The global energy transition has a material cost. And that materials cost is increasingly denominated in African minerals: cobalt from the DRC, lithium from Zimbabwe, coltan from Central Africa, graphite from Mozambique. Africa holds approximately 30% of the world’s critical mineral reserves, and the world’s appetite for those minerals is growing faster than new supply can be unlocked.
The path forward is specific: African governments, the Africa Minerals Strategy Group, the Global South Council on Critical Minerals, and the African Union must advocate and negotiate formal recognition of AMREC and PARC within the EU Critical Raw Materials Act and the supply chain provisions of existing trade agreements with global partners. This is achievable because the precedent already exists. Market access has always shaped standards adoption faster than moral persuasion ever has. When the alternative is losing access to African supply, OEMs adapt. The energy transition gives Africa the standing to insist on exactly that.
Why the solution is achievable now
For the first time in a generation, the forces necessary to move from policy aspiration to operational reality are converging.
Political will has shifted from rhetoric to institution-building. For instance, the African Union is establishing the African Credit Rating Agency as instruments of continental financial sovereignty (a necessary win for financial sovereignty that deserves its own piece later). The 2025 G20 Declaration explicitly acknowledged that critical minerals must catalyse broad-based development rather than raw material exports alone.
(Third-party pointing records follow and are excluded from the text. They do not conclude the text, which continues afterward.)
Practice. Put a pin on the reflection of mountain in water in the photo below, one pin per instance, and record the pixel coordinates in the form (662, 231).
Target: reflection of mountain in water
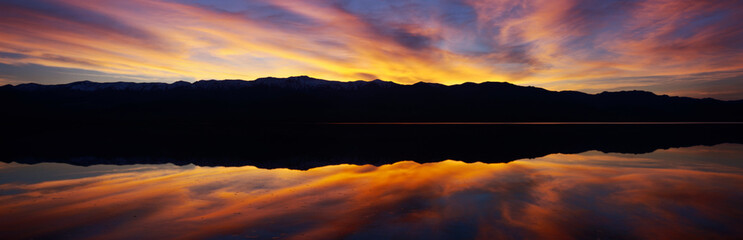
(307, 145)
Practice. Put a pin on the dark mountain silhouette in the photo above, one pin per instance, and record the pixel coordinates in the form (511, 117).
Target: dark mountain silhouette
(278, 122)
(306, 100)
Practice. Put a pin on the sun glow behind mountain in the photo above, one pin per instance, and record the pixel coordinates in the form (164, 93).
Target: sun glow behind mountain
(690, 48)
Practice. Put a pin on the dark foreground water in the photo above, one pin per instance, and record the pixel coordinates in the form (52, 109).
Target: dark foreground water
(678, 193)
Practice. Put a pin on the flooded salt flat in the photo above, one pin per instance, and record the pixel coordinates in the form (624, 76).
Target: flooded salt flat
(678, 193)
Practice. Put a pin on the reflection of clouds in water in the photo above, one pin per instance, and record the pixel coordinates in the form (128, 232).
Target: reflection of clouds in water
(556, 197)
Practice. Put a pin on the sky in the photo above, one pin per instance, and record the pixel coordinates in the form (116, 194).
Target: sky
(675, 47)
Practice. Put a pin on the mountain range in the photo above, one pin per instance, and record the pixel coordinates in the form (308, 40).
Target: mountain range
(304, 99)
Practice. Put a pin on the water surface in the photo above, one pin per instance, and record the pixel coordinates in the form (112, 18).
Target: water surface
(678, 193)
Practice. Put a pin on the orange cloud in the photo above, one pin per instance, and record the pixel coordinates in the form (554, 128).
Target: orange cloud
(566, 44)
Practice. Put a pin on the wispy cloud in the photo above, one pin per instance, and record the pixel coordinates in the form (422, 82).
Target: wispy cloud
(538, 42)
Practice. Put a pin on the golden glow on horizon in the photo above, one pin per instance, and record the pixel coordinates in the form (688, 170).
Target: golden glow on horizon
(550, 44)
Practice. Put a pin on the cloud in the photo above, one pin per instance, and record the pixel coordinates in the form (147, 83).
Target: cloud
(536, 42)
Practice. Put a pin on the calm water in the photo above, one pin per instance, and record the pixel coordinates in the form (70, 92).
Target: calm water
(678, 193)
Private sector energy is building behind this shift. At Africans for Africa (AFA), we are providing the necessary liquidity to build compliant, transparent supply chains. Our inaugural project, a gold tailings processing operation in Ghana, is already doing what this piece argues for: pooling domestic capital, partnering with indigenous operators, and ensuring the financial upside circulates within the formal local economy rather than flowing outward illicitly. We are going further via the initiative to set the benchmark on capacity building and assisting in developing the frameworks with the local nuances. The goal is not just to invest in Africa’s minerals, we aim to build the architecture that makes those investments permanently beneficial to the communities that produce them.
And then there is technology. For decades, tracking millions of artisanal miners across remote terrain was a logistical impossibility that made compliance frameworks impractical by design. That excuse no longer holds. Africa now has over 600 million mobile subscribers. Traceability and tokenisation technology, once prohibitively expensive to deploy at scale, can now create an immutable, real-time record of a mineral’s journey from pit to port at a fraction of the previous cost. Earlier traceability pilots in the DRC and Rwanda struggled with connectivity gaps and adoption costs both of which the current mobile infrastructure and reduced hardware costs have substantially addressed.
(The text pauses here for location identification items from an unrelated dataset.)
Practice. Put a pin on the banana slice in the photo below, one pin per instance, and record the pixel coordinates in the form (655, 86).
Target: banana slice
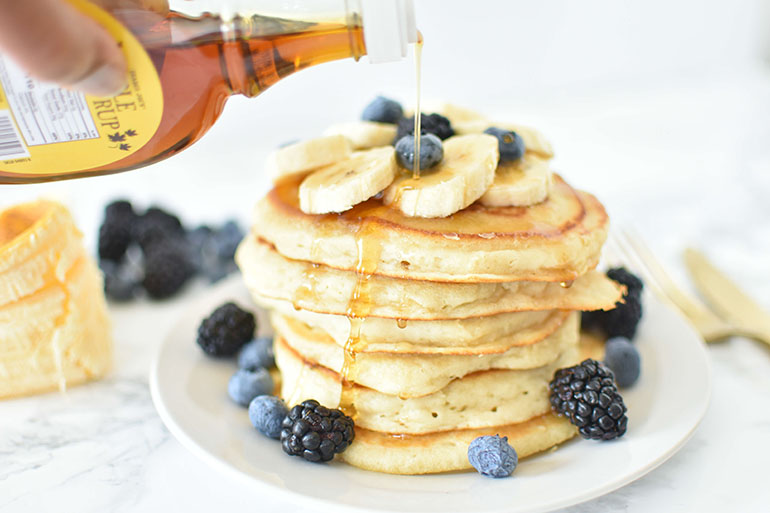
(462, 177)
(534, 141)
(519, 184)
(364, 134)
(307, 155)
(340, 186)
Critically, this technology does not simply satisfy distant OEMs. It solves the aggregator problem at source. When Mary’s production has a verifiable on-chain identity from the moment she extracts it, the aggregator’s information advantage and the margin he extracts for holding it begins to collapse. Transparency baked directly into the mineral removes the compliance tax from both ends of the chain simultaneously.
Conclusion
My previous piece highlighted that when capital exists to back local beneficiation, the economics of African mining change fundamentally. Uganda’s tin refinery and Nigeria’s lithium processing plant did not require permission from the global financial system. They required capital and the will to deploy it.
The same logic applies here. Formalisation will not happen because the world’s compliance frameworks become more generous. It will happen because we build the bridge ourselves and measure our success not by what leaves, but by what stays.
Until this is built, illicit flows will continue. The mineral moves upward through a chain that grows more valuable at every step, yet none of that value is captured by the communities where it is mined.
The compliance paywall is not insurmountable. But it will not fall on its own. We must build the bridge over it.